Telefon, birbirinden uzak yerlerde
bulunan kişiler ve düzenekler arasında bilgi alışverişini sağlayan
elektrikli ses alıp verme aygıtıdır. Telefonun
çalışmasında ana ilke ağızdan çıkan ses dalgalarının önce elektrik
sinyallerine çevrilmesi, bu sinyallerin çeşitli gönderme yöntemleriyle
uzağa iletilmesinden sonra, bu defa elektrik sinyallerinin yeniden
kulakla duyulabilecek ses dalgalarına çevrilmesidir.
Önce kentlerde kurulan telefon şebekeleri daha sonra kentlerarası,
uluslararası düzenekler durumuna dönüşmüş ve uydular aracılığıyla
dünyanın her köşesinin birbiriyle iletişimi sağlanmıştır.
Sözcüğün Kökeni
Telefon sözcüğü Eski Yunanca Telos “Uzak” ve Phone “Ses” sözcüklerinin
birleşmesinden oluşmuştur. Dilimize Fransızca telephone’den
geçmiştir.Dilci Nurullah Ataç telefon sözcüğüne Türkçe karşılık olarak
Uzak konuşur sözcüğünü türetmiştir.
Teknoloji
Telefon ilk olarak telgraf sistemine benzer iki bağlantı üzerinden
konuşulacak şekilde kullanılmaya başlanmıştır.

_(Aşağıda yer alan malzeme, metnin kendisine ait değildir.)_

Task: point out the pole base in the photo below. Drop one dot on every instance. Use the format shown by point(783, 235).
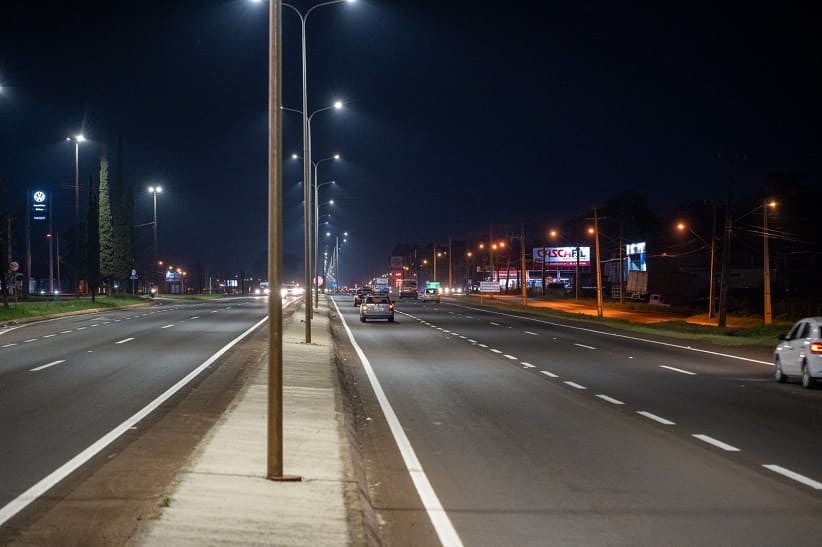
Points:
point(286, 478)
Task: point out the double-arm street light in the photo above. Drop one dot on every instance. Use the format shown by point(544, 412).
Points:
point(307, 153)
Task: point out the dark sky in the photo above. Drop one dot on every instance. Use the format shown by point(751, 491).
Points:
point(459, 113)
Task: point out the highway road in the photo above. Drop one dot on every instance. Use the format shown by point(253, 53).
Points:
point(69, 386)
point(528, 432)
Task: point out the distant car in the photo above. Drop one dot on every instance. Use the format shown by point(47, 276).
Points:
point(360, 293)
point(430, 295)
point(799, 353)
point(291, 289)
point(377, 307)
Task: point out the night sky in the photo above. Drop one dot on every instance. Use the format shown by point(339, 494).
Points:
point(458, 113)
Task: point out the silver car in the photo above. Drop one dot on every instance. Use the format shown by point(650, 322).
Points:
point(377, 307)
point(799, 353)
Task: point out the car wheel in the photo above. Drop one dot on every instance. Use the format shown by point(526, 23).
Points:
point(778, 375)
point(807, 379)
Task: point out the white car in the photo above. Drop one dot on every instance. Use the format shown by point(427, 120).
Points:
point(799, 353)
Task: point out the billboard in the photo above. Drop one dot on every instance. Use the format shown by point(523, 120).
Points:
point(39, 205)
point(562, 257)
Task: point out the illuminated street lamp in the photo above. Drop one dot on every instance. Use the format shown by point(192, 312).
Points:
point(154, 190)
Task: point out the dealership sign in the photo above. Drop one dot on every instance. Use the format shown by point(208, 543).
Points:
point(562, 257)
point(39, 205)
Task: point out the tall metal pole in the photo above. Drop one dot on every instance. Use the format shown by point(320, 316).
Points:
point(599, 273)
point(713, 266)
point(306, 190)
point(766, 268)
point(274, 470)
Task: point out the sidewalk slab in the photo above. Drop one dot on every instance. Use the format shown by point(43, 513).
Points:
point(223, 497)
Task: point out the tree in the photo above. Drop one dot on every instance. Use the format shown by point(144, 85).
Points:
point(92, 240)
point(107, 263)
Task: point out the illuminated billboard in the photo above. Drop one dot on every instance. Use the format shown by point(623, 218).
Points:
point(562, 257)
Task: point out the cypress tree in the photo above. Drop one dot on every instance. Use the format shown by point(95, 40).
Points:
point(92, 240)
point(106, 225)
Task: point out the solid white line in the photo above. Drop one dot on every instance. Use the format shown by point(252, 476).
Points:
point(625, 336)
point(23, 500)
point(610, 399)
point(439, 518)
point(47, 365)
point(654, 417)
point(688, 372)
point(795, 476)
point(719, 444)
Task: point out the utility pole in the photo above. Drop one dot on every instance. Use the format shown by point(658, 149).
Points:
point(766, 268)
point(599, 273)
point(523, 272)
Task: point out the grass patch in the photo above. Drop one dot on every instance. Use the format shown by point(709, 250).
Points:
point(25, 309)
point(744, 331)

Çoğu defa bir bağlantı
demir tel, diğer bağlantı ise toprak olduğu için yitimler fazla ve
sesler karışık olarak işitiliyordu. Bakır alaşımlarının gelişmesiyle tel
sayısı arttırıldı. Konuşma sayıları arttıkça bağlantılar yetişmemeye
başladı. 1886 yılında tek devreden değişik frekanslarla ses gönderen bir
aygıt (multiplex) devresi yapıldı. Uzun hatlara konulan yükselticilerle
kayıplar giderildi.
Telefonda büyük adım, operatör kullanmaksızın yapılan otomatik
konuşmalardır. 1891 yılında geliştirilen Strowger otomatik arayıcıyla
araya operatör girmeden aboneler birbirine bağlanabilmiştir. Bu düzenek
1920 yılında Bell düzeneği olarak geliştirilmiştir. 18 Ekim 1892'de
Chicago ve New York arasında ilk uzun telefon hattı açıldı. 1948
yılından sonra ise transistörün sahneye çıkmasıyla elektromanyetik röle
sistemler yerini, elektronik devrelere bırakmıştır. Elektronik arayıcı
sistem ilk olarak 1965 yılında ABD'de servise konulmuştur.

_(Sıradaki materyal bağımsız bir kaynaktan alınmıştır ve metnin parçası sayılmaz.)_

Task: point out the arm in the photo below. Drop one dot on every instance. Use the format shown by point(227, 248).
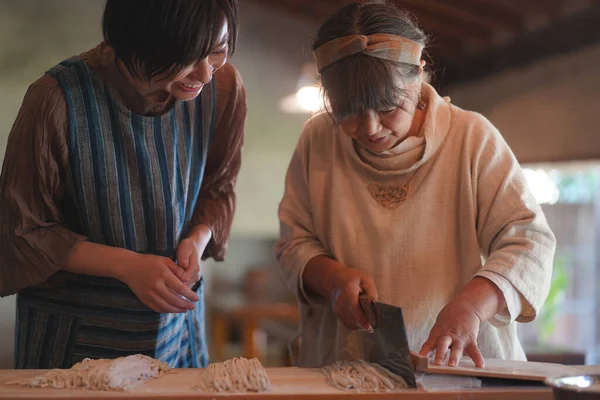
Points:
point(213, 214)
point(311, 272)
point(298, 247)
point(35, 242)
point(515, 240)
point(514, 237)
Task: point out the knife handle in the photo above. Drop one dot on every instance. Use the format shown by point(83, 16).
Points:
point(368, 307)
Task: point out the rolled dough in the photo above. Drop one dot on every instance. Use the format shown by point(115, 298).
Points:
point(119, 374)
point(362, 376)
point(237, 375)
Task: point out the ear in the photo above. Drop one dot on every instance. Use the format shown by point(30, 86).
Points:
point(422, 70)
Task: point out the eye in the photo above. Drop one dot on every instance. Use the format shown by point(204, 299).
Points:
point(221, 51)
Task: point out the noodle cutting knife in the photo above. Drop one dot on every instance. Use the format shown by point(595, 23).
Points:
point(388, 344)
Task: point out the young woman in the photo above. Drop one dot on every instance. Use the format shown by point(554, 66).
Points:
point(118, 179)
point(399, 194)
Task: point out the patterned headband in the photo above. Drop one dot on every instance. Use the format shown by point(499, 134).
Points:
point(388, 47)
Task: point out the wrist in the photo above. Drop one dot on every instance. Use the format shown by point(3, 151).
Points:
point(329, 281)
point(201, 234)
point(121, 270)
point(483, 297)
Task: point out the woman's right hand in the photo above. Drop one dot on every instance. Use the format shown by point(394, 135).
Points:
point(158, 283)
point(346, 284)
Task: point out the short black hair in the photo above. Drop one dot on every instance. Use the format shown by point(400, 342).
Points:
point(152, 37)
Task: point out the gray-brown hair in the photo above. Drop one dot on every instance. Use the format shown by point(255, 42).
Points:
point(360, 82)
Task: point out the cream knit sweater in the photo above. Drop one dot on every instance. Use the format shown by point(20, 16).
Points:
point(467, 212)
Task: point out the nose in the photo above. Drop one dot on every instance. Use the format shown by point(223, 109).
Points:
point(202, 71)
point(371, 124)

Telefonda atılan diğer büyük adım da, uzak mesafe konuşmalarında yüksek
frekanslı radyo yayınlarından yararlanılmasıdır. 150-300 km aralıklarla
yer alan röle istasyonları konuşmaları koaks kablolardan ve havadan
elektromanyetik yayın şeklinde iletmektedir. Frekans yükseldikçe tek
bağlantı üzerinden konuşma kanal sayısı da yükselmektedir. Böyle bir
sistemle iki röle istasyonu arasında aynı anda 3600 konuşma yapmak
olasıdır.
Bu gelişmeyi uydular aracılığıyla yapılan konuşmalar izlemiştir.

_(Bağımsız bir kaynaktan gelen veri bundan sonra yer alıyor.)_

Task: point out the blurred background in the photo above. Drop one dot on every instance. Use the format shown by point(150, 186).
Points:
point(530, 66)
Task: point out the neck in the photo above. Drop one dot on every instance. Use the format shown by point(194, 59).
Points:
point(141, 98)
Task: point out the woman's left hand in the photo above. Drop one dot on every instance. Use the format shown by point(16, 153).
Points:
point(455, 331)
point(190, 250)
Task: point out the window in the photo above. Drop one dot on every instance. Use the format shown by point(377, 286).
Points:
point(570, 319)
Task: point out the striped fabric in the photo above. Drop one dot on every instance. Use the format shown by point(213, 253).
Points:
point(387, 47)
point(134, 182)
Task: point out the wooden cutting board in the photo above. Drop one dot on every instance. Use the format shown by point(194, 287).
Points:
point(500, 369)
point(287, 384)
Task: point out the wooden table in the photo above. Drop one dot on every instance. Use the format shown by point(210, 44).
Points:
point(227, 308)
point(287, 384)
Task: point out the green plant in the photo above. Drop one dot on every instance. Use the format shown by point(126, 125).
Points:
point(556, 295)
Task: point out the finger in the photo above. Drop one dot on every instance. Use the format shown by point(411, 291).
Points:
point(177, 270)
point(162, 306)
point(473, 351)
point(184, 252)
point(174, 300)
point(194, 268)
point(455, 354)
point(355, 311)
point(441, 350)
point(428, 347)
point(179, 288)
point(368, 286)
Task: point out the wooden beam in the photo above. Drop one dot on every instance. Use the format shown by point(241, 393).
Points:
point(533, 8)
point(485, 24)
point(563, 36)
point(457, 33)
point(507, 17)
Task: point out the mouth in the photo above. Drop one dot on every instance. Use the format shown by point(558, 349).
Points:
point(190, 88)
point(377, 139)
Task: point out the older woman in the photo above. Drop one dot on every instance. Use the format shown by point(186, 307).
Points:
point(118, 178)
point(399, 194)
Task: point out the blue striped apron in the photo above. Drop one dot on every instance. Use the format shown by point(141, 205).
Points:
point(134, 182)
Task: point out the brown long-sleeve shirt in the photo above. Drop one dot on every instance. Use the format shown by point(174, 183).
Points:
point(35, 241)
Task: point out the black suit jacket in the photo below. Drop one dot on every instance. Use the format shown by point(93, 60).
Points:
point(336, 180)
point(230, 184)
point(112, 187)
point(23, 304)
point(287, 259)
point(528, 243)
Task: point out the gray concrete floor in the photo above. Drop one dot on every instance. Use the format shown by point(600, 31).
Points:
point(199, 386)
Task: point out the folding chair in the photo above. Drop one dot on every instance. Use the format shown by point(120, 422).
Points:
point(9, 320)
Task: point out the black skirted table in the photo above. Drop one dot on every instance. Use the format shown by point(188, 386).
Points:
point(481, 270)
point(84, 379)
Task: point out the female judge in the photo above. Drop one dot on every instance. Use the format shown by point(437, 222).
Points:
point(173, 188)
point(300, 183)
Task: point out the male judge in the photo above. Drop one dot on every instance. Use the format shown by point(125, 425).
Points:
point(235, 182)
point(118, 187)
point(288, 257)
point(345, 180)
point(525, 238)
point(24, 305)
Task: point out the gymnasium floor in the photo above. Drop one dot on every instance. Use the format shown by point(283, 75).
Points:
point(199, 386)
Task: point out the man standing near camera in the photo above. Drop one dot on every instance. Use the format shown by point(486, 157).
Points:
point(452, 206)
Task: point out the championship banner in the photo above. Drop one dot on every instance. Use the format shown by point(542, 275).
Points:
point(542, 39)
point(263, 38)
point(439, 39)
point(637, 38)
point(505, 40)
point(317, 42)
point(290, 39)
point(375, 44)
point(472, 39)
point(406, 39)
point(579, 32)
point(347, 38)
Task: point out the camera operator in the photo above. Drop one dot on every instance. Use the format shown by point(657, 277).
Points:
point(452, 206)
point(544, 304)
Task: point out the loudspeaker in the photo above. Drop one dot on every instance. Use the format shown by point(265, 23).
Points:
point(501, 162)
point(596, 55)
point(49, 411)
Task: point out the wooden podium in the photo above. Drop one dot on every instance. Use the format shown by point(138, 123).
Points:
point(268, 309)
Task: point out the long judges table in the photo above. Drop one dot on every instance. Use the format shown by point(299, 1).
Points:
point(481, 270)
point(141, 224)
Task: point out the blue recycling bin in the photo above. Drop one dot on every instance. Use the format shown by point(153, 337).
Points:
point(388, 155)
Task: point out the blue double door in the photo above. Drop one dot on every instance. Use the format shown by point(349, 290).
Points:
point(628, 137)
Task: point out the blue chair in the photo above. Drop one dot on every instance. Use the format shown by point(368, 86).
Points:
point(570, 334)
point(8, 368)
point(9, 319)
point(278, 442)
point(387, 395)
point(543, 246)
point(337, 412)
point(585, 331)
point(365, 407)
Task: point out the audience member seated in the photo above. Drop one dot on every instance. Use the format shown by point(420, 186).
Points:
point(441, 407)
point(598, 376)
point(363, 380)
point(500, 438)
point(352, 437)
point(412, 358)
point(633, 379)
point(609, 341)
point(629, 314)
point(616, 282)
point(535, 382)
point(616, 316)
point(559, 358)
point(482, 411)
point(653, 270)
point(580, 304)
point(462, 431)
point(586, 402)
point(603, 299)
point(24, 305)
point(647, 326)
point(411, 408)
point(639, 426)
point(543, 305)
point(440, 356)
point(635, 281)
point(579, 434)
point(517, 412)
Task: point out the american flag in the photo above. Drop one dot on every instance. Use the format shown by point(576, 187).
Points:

Anakaralar arası telefon konuşmaları 1915 yılında başlamıştır. İlk
konuşma Paris'le ABD'de Arlington arasında yapılmıştır. Anakaralar arası
telefon konuşmalarında güçlü radyo alıcı vericileri kullanılıyordu.
İyonosferin etkisi konuşmaları zorlaştırdığı için sualtı kabloları
kullanılmaya başlandı. İlk sualtı kablosuyla telefon görüşmeleri 1950
yılında Florida ile Havana arasında 185 km'lik uzaklıkta yapıldı. Sonuç
doyurucu olduğu için 1956 yılında New York ile Londra arasına aynı
düzenek kuruldu.
Uydu aracılığıyla anakaralar arası ilk telefon konuşmaları 1960 yılında
başladı. Echo 1 isimli uyduyla ABD'nin doğu yakası ile batı yakası
arasında telefon bağlantısı sağlanınca bunu Telstar I, Telstar 2 ve
diğer uydular izledi. Bugün uyduların devreye girmesiyle gemi ya da
uçaklarla otomatik telefon konuşması yapılabilmektedir. 1985 yılında
uzay mekiği Discovery'nin yörüngeye koyduğu uydulardan biri aynı anda
20.000 konuşma yapabilmeye olanak verecek sığadadır.